You may have noticed in my picture up there that I have pink hair. Yes, it’s a cartoon, but the color is accurate. There are some perks about having hair like mine that you may not have considered.
First of all, it’s really easy for my friends to spot me in a crowd. This comes in very handy if we get separated. If they need to enlist the help of a third party to search for me, they don’t need to remember what color my shirt is, or figure out my height. Just “the one with the pink hair” is enough.
People also remember me very easily. If you've seen me once in the last year or so, you’ll recognize me every time you see me. Since I’m not a dick to retail workers, this means that they remember me as “that nice lady with the pink hair,” and are nice to me next time they see me. There are two different cart wranglers at my local grocery store who, when they spot my son and me in the parking lot, will dig through all the carts to grab us one of those awful car carts that my son likes without us even asking.

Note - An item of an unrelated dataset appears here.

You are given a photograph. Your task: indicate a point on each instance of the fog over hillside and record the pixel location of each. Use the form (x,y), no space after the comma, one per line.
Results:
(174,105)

Ever find a hair in your food? It’s pretty disgusting, and even if it’s the same length and color as yours, you can never be sure. Not me. If I find a pink hair in my food, I know it’s mine, and I can just pull it out and keep eating without wondering (or dry-heaving).
Lastly, it keeps me safe from serial killers. Seriously, hear me out. Have you ever watched “Criminal Minds”? Serial killers always have a type that they’re looking for (usually someone who looks like their mother). Sometimes the lady cops on other shows have to go under cover as a bait to draw the killer out, and nine times out of ten, they put on a blonde wig. Pink hair is never the type the killer is looking for. So I can breathe easy.
If you're on the fence about coloring you hair, I hope this makes your decision easier. Really, the only down side is that I have to use a dedicated hair towel (and red pillowcases).